The idea behind the study is simple in its formulation, less banal in its verification: staying for a long time between 2,000 and 2,500 meters does something to the body. Previous studies conducted in Alto Adige suggest that living at these altitudes can help reduce the incidence of hypertension and metabolic disorders, certainly fascinating hypotheses, but yet to be confirmed with systematic data.

In the 2025 season, a group of volunteers spent four weeks at Rifugio Nino Corsi between August and September, the first experience of the aforementioned MAHE project. The Eurac Research Institute for Mountain Emergency Medicine, in collaboration with the University of Zurich, has set up real monitoring stations within the structure: portable cardiovascular ultrasound machines, continuous glucose sensors, CO-rebreathing devices – an instrument which, through the controlled inhalation of small doses of carbon monoxide, allows the mass of hemoglobin and the total volume of blood to be calculated. The parameters monitored ranged from cardiac and pulmonary functions to the activity of the sympathetic nervous system, from metabolism to sleep, from appetite to physical resistance performance.

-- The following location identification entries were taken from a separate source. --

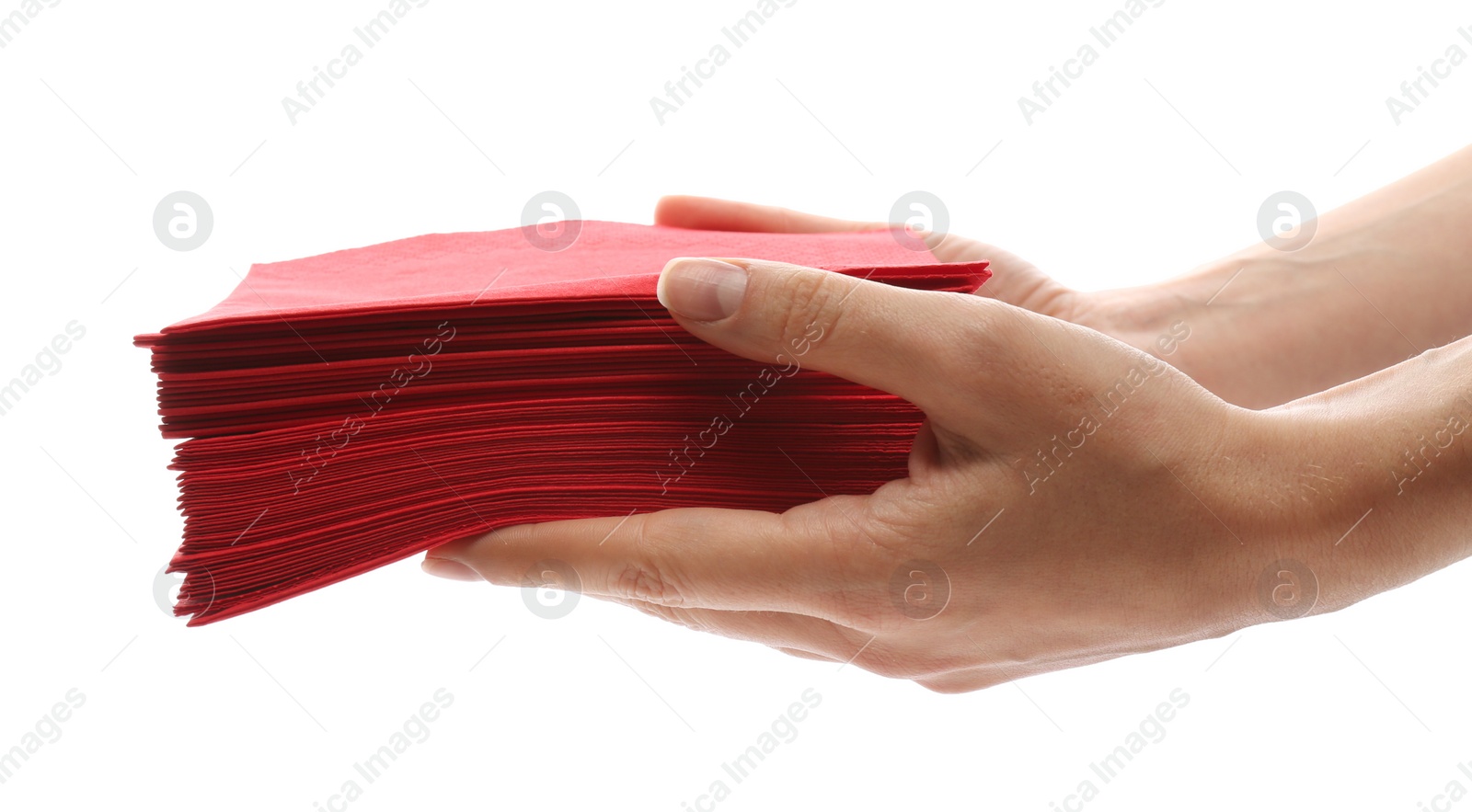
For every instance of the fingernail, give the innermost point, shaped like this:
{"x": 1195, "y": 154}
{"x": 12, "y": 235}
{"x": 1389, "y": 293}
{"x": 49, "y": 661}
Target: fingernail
{"x": 453, "y": 569}
{"x": 701, "y": 289}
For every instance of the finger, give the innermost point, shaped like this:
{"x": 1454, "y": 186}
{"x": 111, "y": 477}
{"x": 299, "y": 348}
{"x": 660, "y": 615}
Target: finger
{"x": 924, "y": 346}
{"x": 779, "y": 630}
{"x": 713, "y": 213}
{"x": 689, "y": 558}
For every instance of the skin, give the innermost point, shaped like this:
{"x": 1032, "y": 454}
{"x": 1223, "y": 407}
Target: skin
{"x": 1302, "y": 418}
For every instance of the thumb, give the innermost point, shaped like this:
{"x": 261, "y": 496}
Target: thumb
{"x": 897, "y": 340}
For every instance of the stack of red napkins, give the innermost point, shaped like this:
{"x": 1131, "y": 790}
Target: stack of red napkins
{"x": 351, "y": 409}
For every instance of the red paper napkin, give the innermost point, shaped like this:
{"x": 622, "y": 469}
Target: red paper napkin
{"x": 352, "y": 409}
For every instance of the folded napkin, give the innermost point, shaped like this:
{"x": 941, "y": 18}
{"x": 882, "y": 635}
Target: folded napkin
{"x": 357, "y": 407}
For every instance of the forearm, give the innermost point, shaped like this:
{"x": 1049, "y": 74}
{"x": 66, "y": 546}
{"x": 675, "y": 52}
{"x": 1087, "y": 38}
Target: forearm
{"x": 1369, "y": 485}
{"x": 1384, "y": 277}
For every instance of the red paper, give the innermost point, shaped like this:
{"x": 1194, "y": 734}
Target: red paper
{"x": 352, "y": 409}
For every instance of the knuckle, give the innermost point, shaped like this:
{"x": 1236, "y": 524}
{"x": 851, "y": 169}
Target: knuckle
{"x": 810, "y": 306}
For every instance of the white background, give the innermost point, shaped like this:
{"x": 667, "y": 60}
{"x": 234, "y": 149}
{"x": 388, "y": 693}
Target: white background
{"x": 451, "y": 124}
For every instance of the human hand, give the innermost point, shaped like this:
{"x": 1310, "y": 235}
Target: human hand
{"x": 1157, "y": 319}
{"x": 1069, "y": 497}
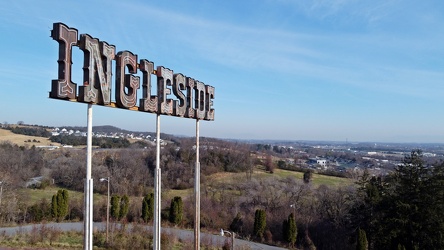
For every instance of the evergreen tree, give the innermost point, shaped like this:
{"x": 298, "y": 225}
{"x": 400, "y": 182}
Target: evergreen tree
{"x": 124, "y": 207}
{"x": 60, "y": 205}
{"x": 148, "y": 207}
{"x": 292, "y": 230}
{"x": 260, "y": 223}
{"x": 362, "y": 243}
{"x": 115, "y": 207}
{"x": 54, "y": 209}
{"x": 237, "y": 223}
{"x": 308, "y": 175}
{"x": 176, "y": 210}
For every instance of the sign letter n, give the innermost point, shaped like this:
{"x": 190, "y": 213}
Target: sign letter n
{"x": 64, "y": 88}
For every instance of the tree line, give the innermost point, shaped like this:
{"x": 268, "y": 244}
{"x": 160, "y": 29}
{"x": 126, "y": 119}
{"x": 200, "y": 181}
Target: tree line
{"x": 398, "y": 211}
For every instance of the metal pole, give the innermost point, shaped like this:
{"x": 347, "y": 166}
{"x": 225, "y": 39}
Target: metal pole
{"x": 1, "y": 192}
{"x": 197, "y": 193}
{"x": 232, "y": 240}
{"x": 107, "y": 214}
{"x": 157, "y": 202}
{"x": 87, "y": 244}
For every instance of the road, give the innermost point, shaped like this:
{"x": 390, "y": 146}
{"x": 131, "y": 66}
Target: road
{"x": 182, "y": 234}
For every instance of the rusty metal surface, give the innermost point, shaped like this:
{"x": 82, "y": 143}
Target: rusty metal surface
{"x": 64, "y": 88}
{"x": 148, "y": 103}
{"x": 177, "y": 94}
{"x": 126, "y": 84}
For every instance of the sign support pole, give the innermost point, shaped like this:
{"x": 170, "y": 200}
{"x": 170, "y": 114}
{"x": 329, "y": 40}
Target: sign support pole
{"x": 88, "y": 222}
{"x": 197, "y": 193}
{"x": 157, "y": 186}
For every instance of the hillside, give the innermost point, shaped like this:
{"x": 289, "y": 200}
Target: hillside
{"x": 25, "y": 140}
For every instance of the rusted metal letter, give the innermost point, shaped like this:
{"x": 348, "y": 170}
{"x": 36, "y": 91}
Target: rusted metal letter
{"x": 126, "y": 84}
{"x": 97, "y": 70}
{"x": 199, "y": 100}
{"x": 209, "y": 90}
{"x": 190, "y": 113}
{"x": 164, "y": 79}
{"x": 64, "y": 88}
{"x": 149, "y": 102}
{"x": 179, "y": 106}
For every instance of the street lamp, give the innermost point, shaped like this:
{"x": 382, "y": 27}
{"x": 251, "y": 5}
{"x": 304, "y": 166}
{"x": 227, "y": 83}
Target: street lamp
{"x": 294, "y": 209}
{"x": 107, "y": 207}
{"x": 1, "y": 191}
{"x": 223, "y": 232}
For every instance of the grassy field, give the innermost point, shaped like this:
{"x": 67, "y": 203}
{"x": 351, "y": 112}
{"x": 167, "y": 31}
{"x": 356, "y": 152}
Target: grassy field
{"x": 317, "y": 180}
{"x": 24, "y": 140}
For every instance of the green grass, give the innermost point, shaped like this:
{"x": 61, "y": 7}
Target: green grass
{"x": 318, "y": 179}
{"x": 33, "y": 196}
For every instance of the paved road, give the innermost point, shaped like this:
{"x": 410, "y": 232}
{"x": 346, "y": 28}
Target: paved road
{"x": 180, "y": 233}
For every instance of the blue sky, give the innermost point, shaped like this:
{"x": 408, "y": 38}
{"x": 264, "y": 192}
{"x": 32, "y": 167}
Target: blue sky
{"x": 282, "y": 69}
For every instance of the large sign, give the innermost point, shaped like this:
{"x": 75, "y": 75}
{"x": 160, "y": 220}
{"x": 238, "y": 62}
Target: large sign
{"x": 191, "y": 98}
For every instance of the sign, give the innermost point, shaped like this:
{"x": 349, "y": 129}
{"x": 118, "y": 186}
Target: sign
{"x": 191, "y": 98}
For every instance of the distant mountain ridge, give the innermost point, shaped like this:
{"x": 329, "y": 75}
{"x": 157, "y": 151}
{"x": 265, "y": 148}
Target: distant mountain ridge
{"x": 101, "y": 129}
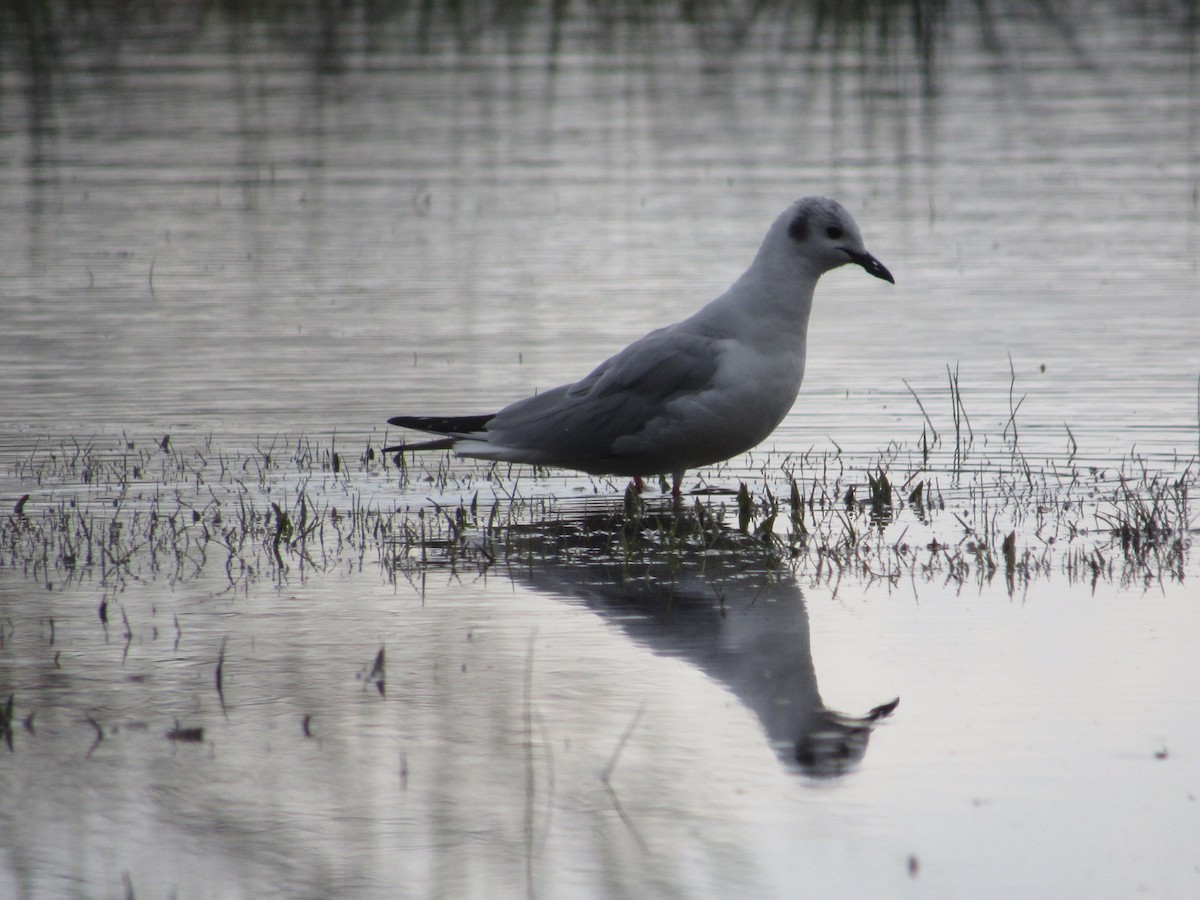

In the meantime, the participants worked smart working, prepared university exams, played an improvised version of bowls with local stones.

Who can run — and who can’t

For 2026, the protocol starts again from Silandro (BZ), at 720 meters, where each volunteer will establish their physiological starting point through baseline measurements. Then the transfer to the shelter, for four consecutive weeks.

The study is aimed at men and women between 18 and 40 years old, in good health and with a normal body mass index. The exclusion criteria are precise: smokers, people with hypertension, diagnosed iron deficiencies, eating disorders or chronic diseases requiring drugs (with the exception of hormonal contraceptives). Also excluded are those who follow vegan diets or suffer from food allergies and intolerances – they would interfere with metabolic data – and those who train intensively more than twice a week.

A less obvious requirement: in the four weeks before starting, volunteers must not have stayed above 1,500 meters, because the altitude stimulus must start from zero.

Eurac covers room and board for the entire duration of the study and recognizes a flat-rate reimbursement of 400 euros gross. Anyone interested can contact Birna Vardardottir at mahe@eurac.edu.

The study is financed by the Joint Project program of the Swiss National Fund and the Autonomous Province of Bolzano, with the approval of the Ethics Committee of the Bolzano Hospital.